I am trying to find the smallest $0< \delta < 1/2$ so that the following bound holds:

$$\sum_{k=0}^{\delta n} {n \choose k}\left(\sum_{i=k}^{n}{n \choose i}\right)\leq \frac{2^{2n}}{4n} $$

Plotting this, it seems like $\delta \leq (\frac{1}{2}- \frac{c}{\sqrt{n}})$ is plenty when $c \geq 2$ (I think the actual value of $c$ probably resembles the constant in Sterling's formula). I'm having trouble actually proving this however.

I tried upper bounding using the Entropy based bound for sums of binomial coefficients:

$$\frac{2^{h(\delta)\cdot n}}{n} \leq \sum_{k=0}^{\delta n}{n \choose k} \leq 2^{h(\delta)\cdot n}$$

(where $h(\cdot)$ is the binary entropy function) which holds for $\delta<\frac{1}{2}$, But this bound doesn't seem to be tight enough. Considering out-of-the-box bounds for binary entropy, this approach only gives $\delta \leq (\frac{1}{2}- \frac{c}{\sqrt{n}})$ for $c= \omega(1)$. Ideally, I would like to show that this holds for $c=O(1)$ suffices. Any help would be greatly appreciated.

Answer 1

An equivalent way of stating things: Let $X$ and $Y$ be two independent variables, each having distribution $Bi(n,\frac{1}{2})$. You want $$P(X \leq \delta n \textrm{ and } X \leq Y) \leq \frac{1}{4n}.$$ The equivalence here comes from dividing both binomial sums by $2^n$ to view them as probabilities.
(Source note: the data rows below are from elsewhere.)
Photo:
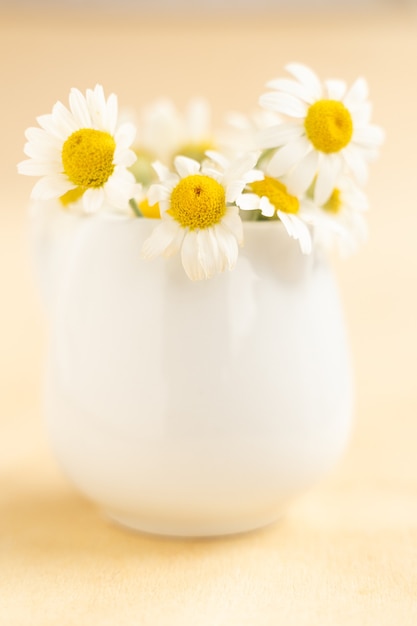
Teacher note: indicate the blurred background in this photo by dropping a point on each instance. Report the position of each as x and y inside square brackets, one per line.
[226, 51]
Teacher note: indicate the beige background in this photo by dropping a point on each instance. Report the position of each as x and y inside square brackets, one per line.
[346, 553]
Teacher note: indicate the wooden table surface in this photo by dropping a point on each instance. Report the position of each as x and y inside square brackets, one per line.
[346, 552]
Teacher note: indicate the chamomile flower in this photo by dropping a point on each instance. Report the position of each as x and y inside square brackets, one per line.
[272, 197]
[199, 217]
[81, 153]
[330, 132]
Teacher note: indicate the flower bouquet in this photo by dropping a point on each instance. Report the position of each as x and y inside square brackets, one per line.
[184, 405]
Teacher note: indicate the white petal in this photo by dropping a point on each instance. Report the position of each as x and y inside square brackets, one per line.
[218, 158]
[190, 257]
[277, 136]
[51, 187]
[234, 189]
[186, 166]
[361, 114]
[157, 193]
[307, 77]
[93, 199]
[124, 157]
[267, 208]
[328, 171]
[233, 222]
[208, 252]
[369, 136]
[162, 170]
[283, 103]
[248, 201]
[125, 135]
[37, 168]
[161, 239]
[112, 114]
[288, 156]
[358, 93]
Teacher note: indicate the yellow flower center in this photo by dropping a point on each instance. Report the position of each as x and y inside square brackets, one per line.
[328, 125]
[87, 157]
[198, 201]
[334, 203]
[148, 210]
[277, 194]
[71, 196]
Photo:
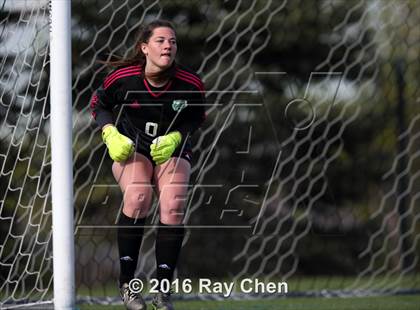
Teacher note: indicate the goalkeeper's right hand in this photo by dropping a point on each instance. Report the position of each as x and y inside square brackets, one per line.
[120, 147]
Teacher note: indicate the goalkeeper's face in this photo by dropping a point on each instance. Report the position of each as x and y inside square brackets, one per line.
[160, 50]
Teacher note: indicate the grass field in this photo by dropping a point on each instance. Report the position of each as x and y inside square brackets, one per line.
[410, 302]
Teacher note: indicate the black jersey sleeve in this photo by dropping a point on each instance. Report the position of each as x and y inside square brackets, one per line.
[102, 103]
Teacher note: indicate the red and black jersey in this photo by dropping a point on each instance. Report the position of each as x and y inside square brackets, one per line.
[143, 112]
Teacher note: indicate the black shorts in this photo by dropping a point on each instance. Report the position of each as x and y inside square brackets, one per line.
[179, 152]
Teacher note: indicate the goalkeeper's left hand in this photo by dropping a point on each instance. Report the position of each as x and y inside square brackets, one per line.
[163, 147]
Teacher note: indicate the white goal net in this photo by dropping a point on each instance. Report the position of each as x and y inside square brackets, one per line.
[306, 170]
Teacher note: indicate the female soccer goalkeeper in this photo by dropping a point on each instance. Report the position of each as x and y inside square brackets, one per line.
[160, 106]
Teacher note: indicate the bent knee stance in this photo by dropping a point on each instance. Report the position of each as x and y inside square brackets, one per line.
[137, 202]
[172, 211]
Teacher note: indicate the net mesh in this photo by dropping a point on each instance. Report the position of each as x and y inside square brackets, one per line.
[264, 187]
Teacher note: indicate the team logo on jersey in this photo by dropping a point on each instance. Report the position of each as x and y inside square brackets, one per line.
[178, 105]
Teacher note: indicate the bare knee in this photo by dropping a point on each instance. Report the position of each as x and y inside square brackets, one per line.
[172, 211]
[136, 203]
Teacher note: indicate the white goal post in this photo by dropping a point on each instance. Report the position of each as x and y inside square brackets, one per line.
[61, 155]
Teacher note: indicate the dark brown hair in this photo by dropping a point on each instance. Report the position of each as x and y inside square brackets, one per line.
[138, 58]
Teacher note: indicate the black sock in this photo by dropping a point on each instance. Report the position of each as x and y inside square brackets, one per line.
[129, 242]
[168, 246]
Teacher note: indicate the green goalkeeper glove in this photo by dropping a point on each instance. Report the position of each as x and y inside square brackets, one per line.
[163, 147]
[120, 147]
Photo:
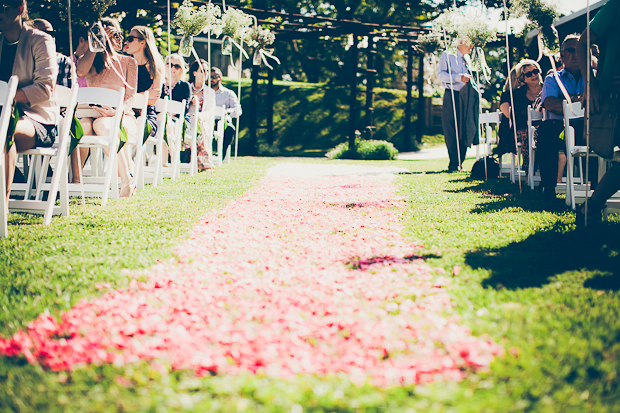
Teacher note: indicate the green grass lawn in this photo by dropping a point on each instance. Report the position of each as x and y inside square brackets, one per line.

In a way, the second inequality $X \leq Y$ is redundant "up to a constant factor". For any $\delta < \frac{1}{2}$ we have $$P(X \leq \delta n) > P(X \leq \delta n \textrm{ and } X \leq Y) > P(X \leq \delta n \textrm{ and } \delta n \leq Y ) > \frac{1}{2} P(X \leq \delta n)$$

So we're really just looking at asymptotics of a single binomial variable. In particular, taking $\delta=\frac{1}{2} - \frac{c}{\sqrt{n}}$ is not sufficient, since by the Central Limit Theorem $X$ will be at least $c \sqrt n$ away from $\frac{n}{2}$ with probability bounded away from $0$.